Distinct and atypical intrinsic and extrinsic cell death pathways between photoreceptor cell types upon specific ablation of Ranbp2 in cone photoreceptors

• Published in: PLoS genetics Vol. 9; no. 6; p. e1003555
• Main Authors: Cho, Kyoung-In, Haque, Mdemdadul, Wang, Jessica, Yu, Minzhong, Hao, Ying, Qiu, Sunny, Pillai, Indulekha C L, Peachey, Neal S, Ferreira, Paulo A
• Format: Journal Article
• Language: English
• Published: United States Public Library of Science 01.06.2013; Public Library of Science (PLoS)

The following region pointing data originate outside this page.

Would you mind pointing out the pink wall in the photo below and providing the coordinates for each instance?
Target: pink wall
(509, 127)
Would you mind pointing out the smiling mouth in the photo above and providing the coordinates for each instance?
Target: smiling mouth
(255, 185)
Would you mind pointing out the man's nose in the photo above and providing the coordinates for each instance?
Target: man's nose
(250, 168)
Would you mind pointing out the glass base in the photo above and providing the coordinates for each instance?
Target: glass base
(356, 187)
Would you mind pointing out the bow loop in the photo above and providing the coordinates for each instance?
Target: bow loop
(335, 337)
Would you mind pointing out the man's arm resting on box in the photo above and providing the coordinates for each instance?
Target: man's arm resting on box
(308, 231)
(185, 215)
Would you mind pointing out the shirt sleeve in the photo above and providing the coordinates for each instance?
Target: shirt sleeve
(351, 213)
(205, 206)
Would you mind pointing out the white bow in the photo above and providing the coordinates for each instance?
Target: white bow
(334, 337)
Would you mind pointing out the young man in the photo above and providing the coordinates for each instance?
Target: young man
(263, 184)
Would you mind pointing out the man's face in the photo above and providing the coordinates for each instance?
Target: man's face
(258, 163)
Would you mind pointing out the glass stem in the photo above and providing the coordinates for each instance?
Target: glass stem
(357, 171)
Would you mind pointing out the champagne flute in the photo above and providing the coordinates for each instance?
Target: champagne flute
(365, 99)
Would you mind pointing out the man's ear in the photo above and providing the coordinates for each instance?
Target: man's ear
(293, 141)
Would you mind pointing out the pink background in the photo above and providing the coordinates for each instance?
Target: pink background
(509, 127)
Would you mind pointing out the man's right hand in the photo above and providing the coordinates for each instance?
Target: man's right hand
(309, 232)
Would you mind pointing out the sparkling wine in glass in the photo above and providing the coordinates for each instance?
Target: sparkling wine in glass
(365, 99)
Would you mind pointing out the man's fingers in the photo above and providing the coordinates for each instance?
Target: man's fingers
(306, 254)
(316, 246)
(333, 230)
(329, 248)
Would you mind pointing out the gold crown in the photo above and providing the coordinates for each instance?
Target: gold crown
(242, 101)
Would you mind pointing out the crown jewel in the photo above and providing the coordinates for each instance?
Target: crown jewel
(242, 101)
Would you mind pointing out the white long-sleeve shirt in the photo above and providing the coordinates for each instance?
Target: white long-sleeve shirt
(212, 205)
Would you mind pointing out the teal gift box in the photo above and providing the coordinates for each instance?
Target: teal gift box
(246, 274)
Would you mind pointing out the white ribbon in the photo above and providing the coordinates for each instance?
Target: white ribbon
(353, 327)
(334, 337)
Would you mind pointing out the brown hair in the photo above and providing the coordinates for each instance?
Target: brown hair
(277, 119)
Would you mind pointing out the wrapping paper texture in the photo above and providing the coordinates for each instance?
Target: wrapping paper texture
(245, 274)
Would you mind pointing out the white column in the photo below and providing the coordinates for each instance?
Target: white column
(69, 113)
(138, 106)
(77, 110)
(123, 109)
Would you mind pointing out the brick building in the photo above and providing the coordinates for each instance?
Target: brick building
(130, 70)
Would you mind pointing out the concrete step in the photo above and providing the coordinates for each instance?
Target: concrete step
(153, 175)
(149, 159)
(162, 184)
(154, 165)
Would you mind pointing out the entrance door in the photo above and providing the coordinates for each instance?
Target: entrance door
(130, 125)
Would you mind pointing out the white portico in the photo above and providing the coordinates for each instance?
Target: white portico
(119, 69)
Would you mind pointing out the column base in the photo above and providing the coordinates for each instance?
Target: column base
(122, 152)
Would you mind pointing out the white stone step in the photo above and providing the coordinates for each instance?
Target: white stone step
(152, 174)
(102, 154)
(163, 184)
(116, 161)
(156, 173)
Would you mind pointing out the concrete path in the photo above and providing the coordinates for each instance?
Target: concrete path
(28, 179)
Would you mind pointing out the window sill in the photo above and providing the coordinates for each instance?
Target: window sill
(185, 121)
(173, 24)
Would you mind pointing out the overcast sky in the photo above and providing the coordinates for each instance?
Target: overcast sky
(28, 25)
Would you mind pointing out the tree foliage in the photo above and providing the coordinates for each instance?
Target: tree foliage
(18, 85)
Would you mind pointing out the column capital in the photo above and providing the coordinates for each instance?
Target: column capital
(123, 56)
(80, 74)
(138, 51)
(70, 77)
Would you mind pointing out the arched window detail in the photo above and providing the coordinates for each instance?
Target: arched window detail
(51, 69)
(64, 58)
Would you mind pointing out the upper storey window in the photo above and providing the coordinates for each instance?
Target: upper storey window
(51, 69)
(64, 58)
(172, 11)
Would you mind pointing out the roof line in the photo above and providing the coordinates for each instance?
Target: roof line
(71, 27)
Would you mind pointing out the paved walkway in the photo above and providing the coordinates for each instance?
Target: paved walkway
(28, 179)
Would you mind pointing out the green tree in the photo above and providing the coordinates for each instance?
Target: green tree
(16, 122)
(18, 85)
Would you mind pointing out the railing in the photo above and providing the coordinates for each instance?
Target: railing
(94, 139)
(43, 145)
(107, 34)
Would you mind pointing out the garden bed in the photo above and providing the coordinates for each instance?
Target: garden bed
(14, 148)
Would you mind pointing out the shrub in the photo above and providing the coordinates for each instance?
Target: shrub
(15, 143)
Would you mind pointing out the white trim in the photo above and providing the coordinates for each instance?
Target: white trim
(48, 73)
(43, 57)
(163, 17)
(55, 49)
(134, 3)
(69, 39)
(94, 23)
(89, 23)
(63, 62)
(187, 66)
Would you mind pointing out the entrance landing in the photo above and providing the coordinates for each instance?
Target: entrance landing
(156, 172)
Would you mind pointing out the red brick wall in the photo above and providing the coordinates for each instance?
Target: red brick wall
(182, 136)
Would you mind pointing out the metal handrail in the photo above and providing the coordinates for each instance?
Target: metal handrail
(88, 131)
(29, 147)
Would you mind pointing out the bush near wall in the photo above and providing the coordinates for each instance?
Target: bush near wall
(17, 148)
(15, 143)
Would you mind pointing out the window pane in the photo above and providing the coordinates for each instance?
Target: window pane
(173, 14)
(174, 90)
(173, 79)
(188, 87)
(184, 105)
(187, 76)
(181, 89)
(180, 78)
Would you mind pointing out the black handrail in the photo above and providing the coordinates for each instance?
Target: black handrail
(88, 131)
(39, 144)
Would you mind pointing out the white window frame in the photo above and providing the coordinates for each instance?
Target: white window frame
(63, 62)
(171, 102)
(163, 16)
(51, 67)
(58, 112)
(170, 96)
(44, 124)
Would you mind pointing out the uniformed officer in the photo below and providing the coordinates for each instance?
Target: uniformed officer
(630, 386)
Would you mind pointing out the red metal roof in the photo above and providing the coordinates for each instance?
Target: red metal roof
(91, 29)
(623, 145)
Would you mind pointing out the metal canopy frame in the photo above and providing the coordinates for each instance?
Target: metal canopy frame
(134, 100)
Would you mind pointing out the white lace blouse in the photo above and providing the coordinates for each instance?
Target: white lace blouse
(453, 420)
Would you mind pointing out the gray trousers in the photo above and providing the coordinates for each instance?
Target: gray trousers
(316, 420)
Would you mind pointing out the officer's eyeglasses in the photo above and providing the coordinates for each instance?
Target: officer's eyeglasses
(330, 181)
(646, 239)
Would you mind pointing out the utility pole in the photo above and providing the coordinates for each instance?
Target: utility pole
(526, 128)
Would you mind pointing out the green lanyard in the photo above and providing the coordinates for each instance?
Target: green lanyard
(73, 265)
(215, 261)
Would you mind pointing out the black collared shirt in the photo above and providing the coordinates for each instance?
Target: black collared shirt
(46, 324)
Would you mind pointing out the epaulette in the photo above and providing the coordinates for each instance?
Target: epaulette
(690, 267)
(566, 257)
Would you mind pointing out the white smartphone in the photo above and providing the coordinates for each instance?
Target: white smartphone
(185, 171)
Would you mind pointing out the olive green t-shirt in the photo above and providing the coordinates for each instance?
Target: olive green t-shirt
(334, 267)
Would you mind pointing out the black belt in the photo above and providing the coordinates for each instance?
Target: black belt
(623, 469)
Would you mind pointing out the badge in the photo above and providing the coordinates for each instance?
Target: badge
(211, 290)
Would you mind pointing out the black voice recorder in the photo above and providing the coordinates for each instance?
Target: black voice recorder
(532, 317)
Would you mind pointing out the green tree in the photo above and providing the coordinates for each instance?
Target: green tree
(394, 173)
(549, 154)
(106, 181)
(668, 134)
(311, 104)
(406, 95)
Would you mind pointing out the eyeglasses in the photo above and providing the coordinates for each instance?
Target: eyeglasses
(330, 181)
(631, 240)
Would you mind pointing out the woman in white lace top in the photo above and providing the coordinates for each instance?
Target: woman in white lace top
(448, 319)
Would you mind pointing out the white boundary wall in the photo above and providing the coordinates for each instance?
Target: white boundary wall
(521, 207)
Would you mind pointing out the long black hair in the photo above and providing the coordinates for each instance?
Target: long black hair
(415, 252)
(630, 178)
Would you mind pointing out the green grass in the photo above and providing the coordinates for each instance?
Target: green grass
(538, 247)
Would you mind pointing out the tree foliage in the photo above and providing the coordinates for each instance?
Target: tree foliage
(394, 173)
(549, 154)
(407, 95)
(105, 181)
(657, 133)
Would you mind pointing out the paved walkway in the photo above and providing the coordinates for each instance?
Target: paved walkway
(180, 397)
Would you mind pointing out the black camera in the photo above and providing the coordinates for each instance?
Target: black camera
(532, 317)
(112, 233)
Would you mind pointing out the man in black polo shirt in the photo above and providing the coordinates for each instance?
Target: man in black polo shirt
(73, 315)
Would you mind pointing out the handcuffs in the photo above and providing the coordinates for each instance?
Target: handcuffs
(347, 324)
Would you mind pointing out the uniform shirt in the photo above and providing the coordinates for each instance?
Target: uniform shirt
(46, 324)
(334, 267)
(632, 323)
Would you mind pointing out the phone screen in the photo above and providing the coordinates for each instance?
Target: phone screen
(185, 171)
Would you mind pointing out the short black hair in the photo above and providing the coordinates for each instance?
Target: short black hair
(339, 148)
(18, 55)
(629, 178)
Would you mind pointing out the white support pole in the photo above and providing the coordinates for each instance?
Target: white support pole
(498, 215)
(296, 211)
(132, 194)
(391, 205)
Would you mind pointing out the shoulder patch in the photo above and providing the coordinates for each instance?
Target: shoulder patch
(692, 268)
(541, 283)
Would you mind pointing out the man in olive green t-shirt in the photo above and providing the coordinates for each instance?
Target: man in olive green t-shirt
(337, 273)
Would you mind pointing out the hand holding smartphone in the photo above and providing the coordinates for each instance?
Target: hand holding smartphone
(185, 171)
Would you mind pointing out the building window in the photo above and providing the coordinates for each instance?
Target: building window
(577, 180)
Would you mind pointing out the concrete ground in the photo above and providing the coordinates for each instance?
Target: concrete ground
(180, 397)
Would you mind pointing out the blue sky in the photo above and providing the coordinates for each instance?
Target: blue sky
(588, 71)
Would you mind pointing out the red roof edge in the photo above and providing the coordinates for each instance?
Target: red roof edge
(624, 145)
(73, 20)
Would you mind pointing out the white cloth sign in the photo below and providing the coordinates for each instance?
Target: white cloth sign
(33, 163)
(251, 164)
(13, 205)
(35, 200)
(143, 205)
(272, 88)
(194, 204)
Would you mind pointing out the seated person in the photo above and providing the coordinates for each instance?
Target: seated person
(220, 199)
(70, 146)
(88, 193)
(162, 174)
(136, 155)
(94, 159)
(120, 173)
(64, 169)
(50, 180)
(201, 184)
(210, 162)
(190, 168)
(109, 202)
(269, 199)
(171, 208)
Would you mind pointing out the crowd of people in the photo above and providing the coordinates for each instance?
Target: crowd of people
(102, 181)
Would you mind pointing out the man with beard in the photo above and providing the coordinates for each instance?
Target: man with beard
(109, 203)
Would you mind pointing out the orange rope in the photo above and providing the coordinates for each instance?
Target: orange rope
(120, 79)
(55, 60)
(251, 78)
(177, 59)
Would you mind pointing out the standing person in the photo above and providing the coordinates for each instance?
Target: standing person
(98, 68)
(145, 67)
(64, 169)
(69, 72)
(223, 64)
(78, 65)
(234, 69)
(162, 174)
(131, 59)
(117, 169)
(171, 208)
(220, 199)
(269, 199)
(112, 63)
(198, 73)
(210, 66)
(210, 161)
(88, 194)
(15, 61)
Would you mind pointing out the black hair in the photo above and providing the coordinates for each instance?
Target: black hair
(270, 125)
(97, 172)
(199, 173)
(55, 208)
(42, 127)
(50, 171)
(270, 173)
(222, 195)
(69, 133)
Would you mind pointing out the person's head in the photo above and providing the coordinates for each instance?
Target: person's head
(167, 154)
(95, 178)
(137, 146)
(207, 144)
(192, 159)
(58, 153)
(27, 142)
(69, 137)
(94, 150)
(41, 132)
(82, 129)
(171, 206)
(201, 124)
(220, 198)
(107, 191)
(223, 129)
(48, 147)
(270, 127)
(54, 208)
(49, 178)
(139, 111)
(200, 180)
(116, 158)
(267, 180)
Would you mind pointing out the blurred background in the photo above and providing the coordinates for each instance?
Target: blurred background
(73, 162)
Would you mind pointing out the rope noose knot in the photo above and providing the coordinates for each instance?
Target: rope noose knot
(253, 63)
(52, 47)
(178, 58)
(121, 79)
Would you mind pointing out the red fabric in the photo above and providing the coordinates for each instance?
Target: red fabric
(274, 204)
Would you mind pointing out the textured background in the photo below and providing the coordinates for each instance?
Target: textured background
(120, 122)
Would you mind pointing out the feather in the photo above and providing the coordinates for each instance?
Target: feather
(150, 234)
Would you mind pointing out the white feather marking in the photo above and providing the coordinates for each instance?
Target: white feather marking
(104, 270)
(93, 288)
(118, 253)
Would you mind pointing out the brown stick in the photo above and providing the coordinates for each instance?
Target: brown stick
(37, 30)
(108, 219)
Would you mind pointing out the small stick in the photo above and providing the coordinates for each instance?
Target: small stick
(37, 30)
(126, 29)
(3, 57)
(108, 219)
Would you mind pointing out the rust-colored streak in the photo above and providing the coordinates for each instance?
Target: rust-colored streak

• Subjects: Animals; Apoptosis; Biology; Cell death; Cell Death - genetics; Cell Lineage; Colleges & universities; Degeneration; Gene expression; Genetic aspects; Health aspects; Health sciences; Humans; Light; Mice; Mice, Transgenic; Microscopy; Molecular Chaperones - genetics; Nerve Net - metabolism; Nervous system; Neural networks; Neurodegeneration; Neurodegenerative Diseases - genetics; Neurodegenerative Diseases - pathology; Nuclear Pore Complex Proteins - genetics; Photoreceptors; Physiological aspects; Proteins; Retina - metabolism; Retina - pathology; Retinal Cone Photoreceptor Cells - metabolism; Retinal Cone Photoreceptor Cells - pathology; Retinal Degeneration - genetics; Retinal Degeneration - pathology; Retinal Rod Photoreceptor Cells - cytology; Retinal Rod Photoreceptor Cells - metabolism; Up-Regulation; United States
• ISSN: 1553-7404; 1553-7390; 1553-7404
• DOI: 10.1371/journal.pgen.1003555

Non-autonomous cell-death is a cardinal feature of the disintegration of neural networks in neurodegenerative diseases, but the molecular bases of this process are poorly understood. The neural retina comprises a mosaic of rod and cone photoreceptors. Cone and rod photoreceptors degenerate upon rod-specific expression of heterogeneous mutations in functionally distinct genes, whereas cone-specific mutations are thought to cause only cone demise. Here we show that conditional ablation in cone photoreceptors of Ran-binding protein-2 (Ranbp2), a cell context-dependent pleiotropic protein linked to neuroprotection, familial necrotic encephalopathies, acute transverse myelitis and tumor-suppression, promotes early electrophysiological deficits, subcellular erosive destruction and non-apoptotic death of cones, whereas rod photoreceptors undergo cone-dependent non-autonomous apoptosis. Cone-specific Ranbp2 ablation causes the temporal activation of a cone-intrinsic molecular cascade highlighted by the early activation of metalloproteinase 11/stromelysin-3 and up-regulation of Crx and CoREST, followed by the down-modulation of cone-specific phototransduction genes, transient up-regulation of regulatory/survival genes and activation of caspase-7 without apoptosis. Conversely, PARP1+ -apoptotic rods develop upon sequential activation of caspase-9 and caspase-3 and loss of membrane permeability. Rod photoreceptor demise ceases upon cone degeneration. These findings reveal novel roles of Ranbp2 in the modulation of intrinsic and extrinsic cell death mechanisms and pathways. They also unveil a novel spatiotemporal paradigm of progression of neurodegeneration upon cell-specific genetic damage whereby a cone to rod non-autonomous death pathway with intrinsically distinct cell-type death manifestations is triggered by cell-specific loss of Ranbp2. Finally, this study casts new light onto cell-death mechanisms that may be shared by human dystrophies with distinct retinal spatial signatures as well as with other etiologically distinct neurodegenerative disorders.